How to Improve Your Matillion Workflows with Context Files and Maia

In the era of massive data volumes and AI-driven projects, being able to transform data quickly and reliably has become essential for modern data teams. With a reliable, cloud-native integration platform for high-performance ELT/ETL, Matillion is at the forefront of this field. Even with the best solutions, data teams still face challenges such as maintaining consistency across environments, managing complex pipelines, and implementing stringent data governance regulations at scale. These manual, repetitive processes slow development and increase the risk of human error.

This is where Matillion’s Agentic AI, Maia, and Context Files come into play. While Maia automatically creates workflows that adhere to your organization’s standards, Context Files establish the single source of truth for those standards.

In this article, we will define Context Files and Maia, describe their relationship, and provide essential best practices for leveraging them together to achieve efficiency and governance in your Matillion DPC workflows.

Understanding Matillion Workflows

A Matillion workflow is a sequence of connected components, executed as an ELT/ETL job, designed to extract data from a source, load it into a cloud data platform (like Snowflake or Databricks), and perform transformations to prepare it for consumption.

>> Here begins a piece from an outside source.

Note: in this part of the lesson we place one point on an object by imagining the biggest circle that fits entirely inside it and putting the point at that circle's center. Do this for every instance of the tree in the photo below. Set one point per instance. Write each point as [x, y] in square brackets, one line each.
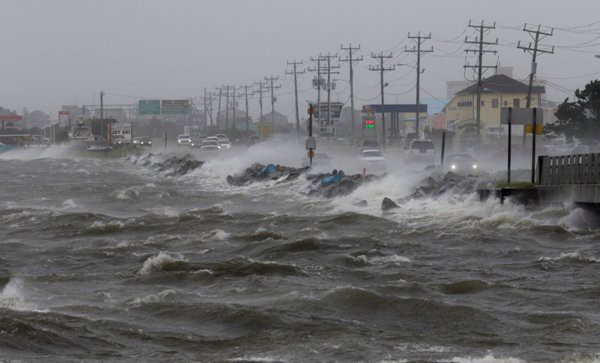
[580, 119]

They are built visually using Matillion’s intuitive low-code/no-code designer.

If you’re new to Matillion DPC, check out this getting started guide.

What Are Context Files?

Context Files are the hidden layer of intelligence that informs your Matillion environment, crucially, Maia.

Context Files are structured metadata files, typically Markdown, that you embed within your Matillion project. They serve as a machine-readable organizational style guide and governance document. Context Files hold rules (e.g., All variables must be prefixed with dev).

Matillion’s platform is designed to automatically scan and ingest the rules defined in these files. They reside in a dedicated project directory (.matillion/maia/rules/) and provide continuous, persistent context to every AI-driven action and every pipeline development effort.

To create a new context file under Rules, click Add and select a Markdown file.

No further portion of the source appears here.